Italie - Disparition

Disparition de Jannis Kounellis

Par Carole Blumenfeld · lejournaldesarts.fr

Le 17 février 2017 - 569 mots

ROME (ITALIE) [17.02.17] – L’artiste de l’Arte Povera, d’origine grecque, est décédé hier à l’âge de 80 ans. Star de l’art contemporain, il plonge ses racines dans l’art ancien. Jusqu’au bout il n’a cessé de produire.

Jannis Kounellis vient de s’éteindre des suites des complications d’une bronchite pulmonaire à l’âge de 80 ans. S’il avait fait l’Italie sienne, il était pourtant né au Pirée en mars 1936 et n’arriva à Rome qu’à l’âge de 20 ans.

Son histoire personnelle est profondément liée à l’Arte Povera dont il a été l’un des plus grands représentants avec Alighiero Boetti, Luciano Fabro, Giovanni Anselmo, Mario Merz, Pino Pascali. Se définissant lui-même comme un peintre, il insistait souvent pour dire que ce que Germano Celant avait défini en 1967 comme Arte Povera n’était pas né d’une déclaration ou d’un manifeste porté par ce groupe d’artistes, mais plutôt de leur désir commun de « sortir du cadre du tableau ».

Selon l’historienne de l’art Valérie Da Costa, spécialiste de l’art italien de la seconde moitié du XXe siècle : « Ses œuvres de la fin des années 1960 en feu, coton ou encore réalisées avec des animaux vivants (perroquets, chevaux), présentées notamment à la galerie L’Attico de Fabio Sargentini (Rome) restent emblématiques d’une réflexion renouvelée sur les matériaux et l’espace d’exposition. »

S’il fut évidemment influencé par Alberto Burri et Lucio Fontana, il citait plus souvent Masaccio ou les auteurs classiques. En réalité, comme l’a dit ce matin au Journal des Arts, un des amis les plus intimes de Michelle et Jannis Kounellis, l’artiste Alfredo Pirri : « Pour Gianni, ce qui est extraordinaire, c’est que la culture n’était pas quelque chose à prendre dans les livres ou les musées, il n’y avait pas pour lui de différence entre culture et réalité, elles formaient une unité. » Il poursuit en expliquant sa stupeur lorsque lors d’une de leurs conversations informelles, Kounellis a comparé une entaille de Fontana avec la blessure du Christ par l’un des soldats qu’évoque l’évangile de Jean que personne n’avait jamais soulevé. « Il parlait rarement de lui, mais il disait toujours "nous". Il y avait chez lui ce sentiment assez singulier d’appartenir à une communauté. »

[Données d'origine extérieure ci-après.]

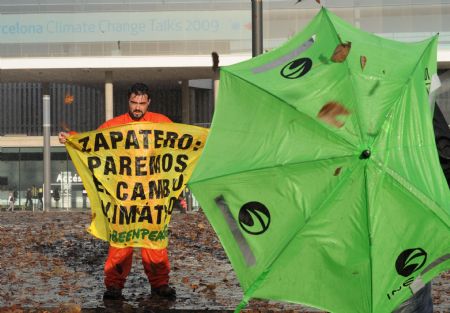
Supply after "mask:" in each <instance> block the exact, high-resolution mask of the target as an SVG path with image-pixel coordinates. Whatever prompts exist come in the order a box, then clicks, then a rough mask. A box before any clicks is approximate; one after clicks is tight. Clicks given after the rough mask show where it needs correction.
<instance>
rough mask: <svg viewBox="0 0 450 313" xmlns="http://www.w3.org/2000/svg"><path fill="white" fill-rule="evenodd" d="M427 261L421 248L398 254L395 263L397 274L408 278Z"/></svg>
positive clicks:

Au cours des dernières années, Kounellis, classé 62e dans l’Artindex Monde du Journal des Arts, a multiplié les expositions en Europe – la Monnaie de Paris l’a accueilli au printemps dernier –, mais aussi, en Russie, au Mexique, en Chine où il créait à chaque fois de nouvelles œuvres in situ mais il considérait chaque nouvelle exposition comme un tout. « Gianni Kounellis, explique Pirri, était porté par le besoin de produire mais surtout de partager. C’est comme cela qu’il faut interpréter cette façon de voyager sans cesse et non comme une fuite. Il n’avait que faire de la critique ou des contingences du marché de l’art. » On lui reprochait souvent de « réactiver » ou de reprendre des œuvres anciennes. Son œuvre emblématique des Douze chevaux présentée à l’Attico chez Fabrio Sargentini en 1969, fut ainsi à nouveau montrée, entre autres choses, en 2002 à la Whitechapel à Londres, au Museo d’Arte contemporaneo Donna Regina à Naples en 2006 ou encore chez Gavin Brown’s à New York à l’automne dernier, mais elle ne pourra plus l’être maintenant qu’il a disparu.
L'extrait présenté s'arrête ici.